So why do they do this? Well first of all, roosting in large numbers in the winter can be a great advantage, as the warmth generated by so many birds can help individuals to stay warmer during the cold winter’s nights. Secondly, an individual’s chances of being picked off by a predator is greatly lessened if it is surrounded by thousands of other birds. It is thought that the murmuration can act as a draw, a sign if you like, to other Starlings, as where to find the roost and increase the numbers at the roost. Birds can travel some 20 kilometres or more to meet up with the main flock. Ireland’s breeding Starling population is thought to be around two million birds, but birds from Scandinavia, northern and central Europe will migrate to Ireland for the winter to greatly increase the numbers of birds here. The ‘how do they do it?’ is equally fascinating, and it is now thought that each individual is reacting to seven other birds in its immediate vicinity. So, if one bird changes direction, the seven around it also change in unison, as do the next seven and so on and so on. In this way the whole flock can move around in swoops, dives and acrobatic waves in a mesmerising ballet of movement. The presence of so many birds will attract the attention of predators. Barn Owls, Peregrines, Sparrowhawks and Hen Harriers have all been recorded hunting around these murmurations. Their presence can add to the ballet of movement, as the Starlings closest to the predator move to avoid being caught so that the whole flock can split and then come back together again as the predator moves through the flock.

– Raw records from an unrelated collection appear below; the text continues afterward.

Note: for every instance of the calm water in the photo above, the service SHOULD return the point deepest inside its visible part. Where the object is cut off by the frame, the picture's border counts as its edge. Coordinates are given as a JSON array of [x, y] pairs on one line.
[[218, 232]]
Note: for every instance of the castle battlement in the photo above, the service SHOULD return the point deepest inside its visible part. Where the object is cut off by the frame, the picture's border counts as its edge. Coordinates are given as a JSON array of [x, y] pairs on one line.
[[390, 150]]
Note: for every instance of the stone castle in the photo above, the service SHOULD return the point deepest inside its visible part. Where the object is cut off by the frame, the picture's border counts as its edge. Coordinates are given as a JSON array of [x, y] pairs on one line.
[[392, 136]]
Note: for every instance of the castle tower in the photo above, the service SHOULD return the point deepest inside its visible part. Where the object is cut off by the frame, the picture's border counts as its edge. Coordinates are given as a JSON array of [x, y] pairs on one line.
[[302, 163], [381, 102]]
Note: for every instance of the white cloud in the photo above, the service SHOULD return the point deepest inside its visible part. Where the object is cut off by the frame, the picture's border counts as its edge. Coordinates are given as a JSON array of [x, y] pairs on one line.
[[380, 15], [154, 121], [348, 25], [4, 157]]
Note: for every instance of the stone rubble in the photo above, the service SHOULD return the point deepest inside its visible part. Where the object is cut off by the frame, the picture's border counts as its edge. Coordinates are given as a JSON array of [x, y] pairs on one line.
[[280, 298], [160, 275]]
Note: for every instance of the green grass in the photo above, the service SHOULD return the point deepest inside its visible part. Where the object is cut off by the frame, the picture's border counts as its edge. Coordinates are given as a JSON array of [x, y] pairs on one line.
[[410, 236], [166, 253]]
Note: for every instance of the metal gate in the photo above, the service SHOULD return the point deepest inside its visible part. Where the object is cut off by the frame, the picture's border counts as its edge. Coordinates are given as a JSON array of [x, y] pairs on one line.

Starlings will roost in a variety of locations including reed beds, large buildings, piers and blocks of woodland, and can also occur almost anywhere in the country. These gatherings can be a little bit unpredictable and while they can return to the same area for a number of years in a row, there is no guarantee that they will be there every year. In recent years, we have been lucky enough to have a roost occurring just outside Timoleague (go to our Facebook Page for footage recorded by Peter Wolstenholme in 2017. So, as dusk draws in during the winter evenings, keep your eye out for a dancing, swirling flock of birds and witness one of the natural world’s most spectacular sights; it could occur near you. If you are lucky enough to see one please report it to us, either through our Facebook page or the main Birdwatch Ireland website.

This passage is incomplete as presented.